5.4. In case of failure in delivery to the seller, the seller has the right to cancel the contract. This does only apply if the seller is not responsible for the impossibility of delivery. Due diligence of the seller on finding alternative covering transaction with the sub-supplier is requested. In case of unavailability or just partly availability of delivery the client will be informed immediately.
5.5. In case of collection by the client the client will be informed on time by e-mail that the goods are ready to pick up. After this e-mail and consulting the seller the goods can be picked up at the seller’s place of business. In this case here is no charge for transport.
5.6. Delivery and performance dates are subject to the timely delivery to the seller by his sub-suppliers, as far as the seller is not responsible for the impossibility or delay of delivery. Vis maior including strike, lockout, blockade, fire, traffic block, disturbance of energy or insufficiency of basic materials exceptional circumstances and other sovereign measures, which the seller is not responsible for, extend the delivery time appropriately. As far as delivery is impossible, partly impossible or unacceptable the seller may withdraw from the contract. The mentioned circumstances do not permit claims to compensations or reduction of price for the client.
6. Retention of title
6.1. Concerning customers: The seller shall retain title to all items delivered until full payment.
6.2. Concerning entrepreneurs: The seller shall retain title to all items delivered until the seller’s claim arising from the business connection have been paid in full.
6.3. It is permitted to resell the delivered goods before full payment has been made.
7.1. If the goods are defective, the statutory provisions apply.
7.2. Limitation period for customer claims is determined
a) for new goods, 2 years, starting with delivery at the place of the client
b) for used goods, 1 year, starting with handing over the items to the clients.
7.3. Contractual parties who are costumers are requested to complain goods immediately at the deliverer, if obvious damages caused by transport are detected and thereof to inform the seller. In case of failure to follow this procedure, it has no effect on the legal or contractual claims for clients.
7.4. In case of subsequent performance the client has to send back the defect products to the seller within 30 days. The reshipment has to be in accordance with the statutory provisions.
7.5. Misprints, model-modification, deviation of colour or structure differing to the description of the products are in retention of the seller.
The seller is liable out of every contractual, quasi-contractual and legal, as well as tortious claims, for damage compensation or any other compensation as follows:
8.1. The seller is liable on every legal basis without restrictions
a) in case of intent or culpable negligence
b) in case of culpable or intentional injury of life, body or health
c) in case of promising guarantee, as far nothing else is agreed
d) in case of cogent liability like the “Produkthaftungsgesetz”

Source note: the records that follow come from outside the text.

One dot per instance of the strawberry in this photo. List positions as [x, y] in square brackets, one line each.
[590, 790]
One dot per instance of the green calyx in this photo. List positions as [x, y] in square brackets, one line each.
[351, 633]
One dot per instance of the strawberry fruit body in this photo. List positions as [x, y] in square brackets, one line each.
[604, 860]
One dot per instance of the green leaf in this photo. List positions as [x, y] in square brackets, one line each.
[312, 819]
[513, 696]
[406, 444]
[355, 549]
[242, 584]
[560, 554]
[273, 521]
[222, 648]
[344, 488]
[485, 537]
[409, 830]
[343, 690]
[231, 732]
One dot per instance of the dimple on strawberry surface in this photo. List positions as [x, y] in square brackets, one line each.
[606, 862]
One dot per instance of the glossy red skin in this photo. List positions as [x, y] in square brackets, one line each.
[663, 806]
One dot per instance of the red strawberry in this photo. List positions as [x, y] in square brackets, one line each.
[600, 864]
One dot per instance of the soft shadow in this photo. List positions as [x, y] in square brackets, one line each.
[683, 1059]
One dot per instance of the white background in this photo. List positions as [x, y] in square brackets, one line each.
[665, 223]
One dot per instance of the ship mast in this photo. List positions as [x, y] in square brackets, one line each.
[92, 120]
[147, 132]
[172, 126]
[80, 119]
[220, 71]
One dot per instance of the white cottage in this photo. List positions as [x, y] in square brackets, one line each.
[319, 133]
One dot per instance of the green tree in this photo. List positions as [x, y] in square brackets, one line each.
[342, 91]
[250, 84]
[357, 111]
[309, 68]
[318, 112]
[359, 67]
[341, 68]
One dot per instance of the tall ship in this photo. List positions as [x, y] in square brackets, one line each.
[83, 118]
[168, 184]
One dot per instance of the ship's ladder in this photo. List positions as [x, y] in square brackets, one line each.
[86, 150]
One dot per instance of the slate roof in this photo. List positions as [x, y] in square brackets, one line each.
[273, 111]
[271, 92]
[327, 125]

8.2. If the seller breaches negligently an essential contractual obligation, the liability is limited to the typical, foreseeable damages, unless 8.1 is applicable. Essential contractual obligations are obligations that are required to reach the purpose of the contract, to which the client may rely on.
8.3. Any other liability is excluded.
8.4. The provisions above regarding liability also apply to vicarious agents and legal agents of the seller
9. General conditions
9.1. This contract shall be governed exclusively by the law of Austria. The application of the United Nations Convention on Contracts for the International Sale of Goods (CISG) is excluded. It is Austrian jurisdiction agreed. The place of jurisdiction for all litigation arising from this contract the place of the seller is agreed.
9.2. The place of jurisdiction for all actions arising out of this contract against customers who have their ordinary residence, domicile or place of employment in Austria, is where the customer has his ordinary residence, domicile or place of employment
9.3. If any part of these General Terms is or becomes legally invalid or ineffective, the validity of the other provisions shall not be affected thereby.